Five fallacies about engagement rings

Is your engagement ring a gift, or a contract, or a payment for services sampled? Chances are, you don’t really know. But you should — misconceptions around engagement rings are expensive to hold.

A nasty legal spat has broken out between a one-time couple in Canada over who gets the $16 000 engagement ring. While the story is not original or particularly interesting, it does raise the issue that engagement rings are the most misunderstood gifts (or contracts, or payments).

It is a wildly anti-feminist notion that if a man likes it (It? What it?) and would like to continue liking it, he should put a ring on it. In fact, getting a diamond ring on “it” often becomes more important than all the other stuff — like discussing lifelong commitment and five-year plans and whether you want kids. But the whole charade of a man giving a woman a ring to secure her fidelity is governed by more misconceptions than a Red October rally (oh yes, I did).

I read about the Canadian lawsuit and some of the myths associated with engagement rings here. I’ve borrowed a few gems that Rupp turned up, and done a bit of digging of my own to bring you these five common fallacies about engagement rings — and diamond rings in particular.
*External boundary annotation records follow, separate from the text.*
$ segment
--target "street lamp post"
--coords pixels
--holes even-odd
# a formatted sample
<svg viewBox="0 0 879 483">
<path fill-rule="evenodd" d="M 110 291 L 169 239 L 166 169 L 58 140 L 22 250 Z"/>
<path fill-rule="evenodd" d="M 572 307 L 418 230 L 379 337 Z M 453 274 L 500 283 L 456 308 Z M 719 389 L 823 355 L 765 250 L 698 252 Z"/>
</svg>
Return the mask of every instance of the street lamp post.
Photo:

1. It’s a gift, it’s yours forever
South African law regards engagement rings as “arrhae sponsalitiae”, gifts that reflect the serious intention of the giver to marry the recipient. So what happens when the intention isn’t realised?
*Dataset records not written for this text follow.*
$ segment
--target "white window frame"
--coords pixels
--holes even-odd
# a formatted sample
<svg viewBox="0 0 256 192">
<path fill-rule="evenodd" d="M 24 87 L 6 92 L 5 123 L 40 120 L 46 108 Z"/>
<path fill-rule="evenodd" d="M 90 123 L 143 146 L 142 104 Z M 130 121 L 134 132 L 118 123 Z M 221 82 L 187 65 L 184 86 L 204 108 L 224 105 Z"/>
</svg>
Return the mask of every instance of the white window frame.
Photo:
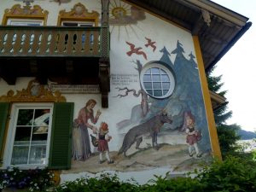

“If the parties mutually agree to terminate the engagement, all gifts with a view to the marriage, including the engagement ring, must be returned,” says Candice Eve-Friis, an associate partner in the litigation department at Shepstone Wylie Attorneys. “In the event of a breach of promise, the innocent party may claim the return of the ring, and retain any gifts given to them.”

She adds that the innocent party can also claim damages for breach of promise.
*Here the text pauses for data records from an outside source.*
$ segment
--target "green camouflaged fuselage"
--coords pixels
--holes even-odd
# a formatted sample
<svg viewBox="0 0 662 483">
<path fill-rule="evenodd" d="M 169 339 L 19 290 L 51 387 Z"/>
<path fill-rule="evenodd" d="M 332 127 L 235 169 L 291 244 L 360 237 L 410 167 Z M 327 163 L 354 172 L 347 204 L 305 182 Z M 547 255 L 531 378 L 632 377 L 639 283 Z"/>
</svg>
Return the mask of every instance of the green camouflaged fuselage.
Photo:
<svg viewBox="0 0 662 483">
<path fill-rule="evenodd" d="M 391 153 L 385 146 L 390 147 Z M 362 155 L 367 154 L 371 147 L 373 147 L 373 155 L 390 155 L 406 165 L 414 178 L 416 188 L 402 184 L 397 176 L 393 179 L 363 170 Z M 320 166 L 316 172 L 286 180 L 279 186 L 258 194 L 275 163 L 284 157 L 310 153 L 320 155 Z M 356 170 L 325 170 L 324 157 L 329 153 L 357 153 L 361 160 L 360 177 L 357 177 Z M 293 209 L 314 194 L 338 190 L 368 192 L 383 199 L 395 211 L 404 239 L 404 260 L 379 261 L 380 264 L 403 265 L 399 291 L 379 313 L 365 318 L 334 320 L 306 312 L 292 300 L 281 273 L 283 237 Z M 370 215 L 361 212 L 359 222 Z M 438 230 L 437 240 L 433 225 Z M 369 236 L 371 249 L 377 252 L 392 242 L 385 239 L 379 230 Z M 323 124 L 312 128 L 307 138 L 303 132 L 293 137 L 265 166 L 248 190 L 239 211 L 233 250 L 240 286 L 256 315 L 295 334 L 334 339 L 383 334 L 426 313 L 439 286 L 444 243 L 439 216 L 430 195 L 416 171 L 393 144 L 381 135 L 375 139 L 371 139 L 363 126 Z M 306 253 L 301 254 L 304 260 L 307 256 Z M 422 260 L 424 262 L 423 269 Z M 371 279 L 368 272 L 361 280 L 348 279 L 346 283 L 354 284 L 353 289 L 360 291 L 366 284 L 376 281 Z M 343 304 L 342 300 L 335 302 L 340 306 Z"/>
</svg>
So, basically, if the guy bails, the ring belongs to his ditched fiancée. If the girl does a runner, she should leave the ring on her no-longer-betrothed’s bedside table.

However, while the law tends to favour the one being dumped, the courts will take into account the reasons for the dumping, and this is where the nasty squabbles over the R150 000 millennium setting rock can break out.

2. Diamonds are traditional
Not so much. Traditionally, coloured stones like sapphires and rubies were given as engagement tokens. Then, as the research in Rupp’s article explains, “the wealth of diamond mines discovered in the late 19th century made the white rocks cheap and plentiful”. The diamond companies needed to create an urgent need for their preciouses, so they began to market them as the perfect engagement ring stones.

And generations of women clamped their jaws around that sales pitch, hook, line and 5-carat sinker.

3. Diamonds are forever
Diamonds are forever, marriages are supposed to be … it’s written in the stars, or symbolic, or something. The greatest trick the diamond monopoly ever pulled was convincing the world that because diamonds are the hardest substance on earth, they are an essential cornerstone for a lasting marriage.

“A diamond is forever” doesn’t spring from any great literary work, like the Bible or a sonnet from Shakespeare, Rupp’s article tells us it was coined by a copywriter in 1947, but now it rolls off our tongues like we’re quoting scripture or poetry.

4. Your engagement ring should have a value equal to three times his monthly salary
What? Why? So that you can line all your friends up against a wall and get them to stick out their left hands so that you can measure up which of them hooked the most affluent catch? This notion is so horrendously tasteless that it makes me feel as if I have a diamond worth three months of a Gupta’s income lodged in my throat.

Are we really this shallow? Is this really what marriage is all about?

And in case you were wondering, this guideline is another bit of marketing genius from De Beers, designed to get you to fork out far more than you can afford for a bit of sparkly rock, instead of putting it away for a deposit on a house or for your kids’ education, and buying a pretty but sensible or sentimental ring instead.

5. Engagement rings are an investment
Let’s unpack this notion, shall we? This piece of jewellery that you’re going to be flashing about, before you enter into a union with soul mate is an investment? How exactly are you going to realise a return?

Isn’t the idea that this is something you will treasure for the rest of your lives together? Sure, you might fall on hard times and pawn the thing, or you could divorce and need the money for school fees or a down payment on a new car — but these are very cynical future prospects upon which to base your engagement ring purchase. Kinda sucks all the romanticism out of the gesture, doesn’t it?

But here’s the really funny thing — the mark-ups on the materials in an engagement ring are so high that you will struggle to recoup what you spent on the thing by reselling it. At some high-end jewellers, the production and mark up costs can amount to 100% of the cost of materials. So when you resell, you’re likely to fall extremely short of your original investment.

If you’re investing, buy unit trusts.

My engagement ring
Full disclosure time: I have an engagement ring. I am not completely against the whole notion. Why would I be? I love a bit of sparkle as much as the next gal. I just believe that any exchange of expensive gifts (or granting of temporary loans, or entering into a contract) should be done with the full understanding of the implications by both parties.